The propositions are as follows:
- Proposition A: The city must deliver detailed information to residents living on a block zoned by the city for residential use if it plans to build a sidewalk there on or before six months of council consideration.
- Proposition B: The city may not construct a sidewalk on a residential block without 50% written approval of the property owners on that block no more than three months prior to construction.
- Proposition C: The city may not construct a sidewalk unless it also eliminates the impact of the material used in the sidewalk construction on water discharge and runoff in the city.
City Council first received the petitions Jan. 28, 2019, but was unable to place the items on the ballot in the November election, City Clerk Tracy Dutton said.
“They submitted it in hopes of having it during the November election, but it hadn’t been two years since the last charter election,” Dutton said.
The Texas Constitution prohibits cities from changing their charter more than every two years. Because Bellaire last amended its charter during an election held Nov. 7, 2017, the first authorized election date was May 2 of this year.
Bellaire will use only one precinct in order to cut costs and will use the Bellaire Civic Center, 7008 S. Rice Ave., for its voting location.
Early voting spans April 20-28. April 21 and 28 will have voting from 7 a.m. to 7 p.m. April 20 and 22-24 will have voting 8 a.m. to 5 p.m. April 25 will have voting 10 a.m. to 5 p.m., and April 26 will have voting 1 p.m. to 5 p.m.

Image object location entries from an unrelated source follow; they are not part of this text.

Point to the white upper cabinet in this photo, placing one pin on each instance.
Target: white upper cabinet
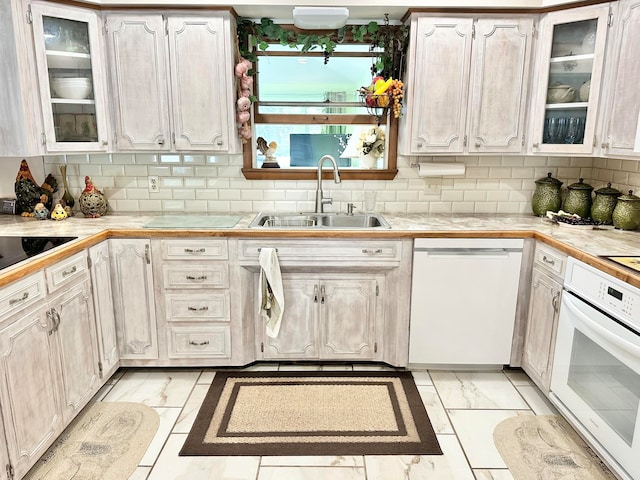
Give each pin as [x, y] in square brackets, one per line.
[20, 119]
[68, 52]
[437, 86]
[499, 83]
[457, 101]
[568, 80]
[139, 81]
[172, 82]
[623, 94]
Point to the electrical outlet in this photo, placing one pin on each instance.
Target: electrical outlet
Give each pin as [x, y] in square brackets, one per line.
[432, 186]
[154, 184]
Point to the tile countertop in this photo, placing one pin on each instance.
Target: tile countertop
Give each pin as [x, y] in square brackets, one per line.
[585, 245]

In the meantime, Bellaire is in the process of gathering and training workers, Dutton said. Also, city staff is working on determining the fiscal impact to the city should the propositions pass.
“A charter amendment election requires what the fiscal impact is if it passes,” Dutton said. “The city is working with the city engineer on what we believe the fiscal impact will be if each of these amendments will pass, and there will be an impact for each of them.”
That work should be completed by the end of March.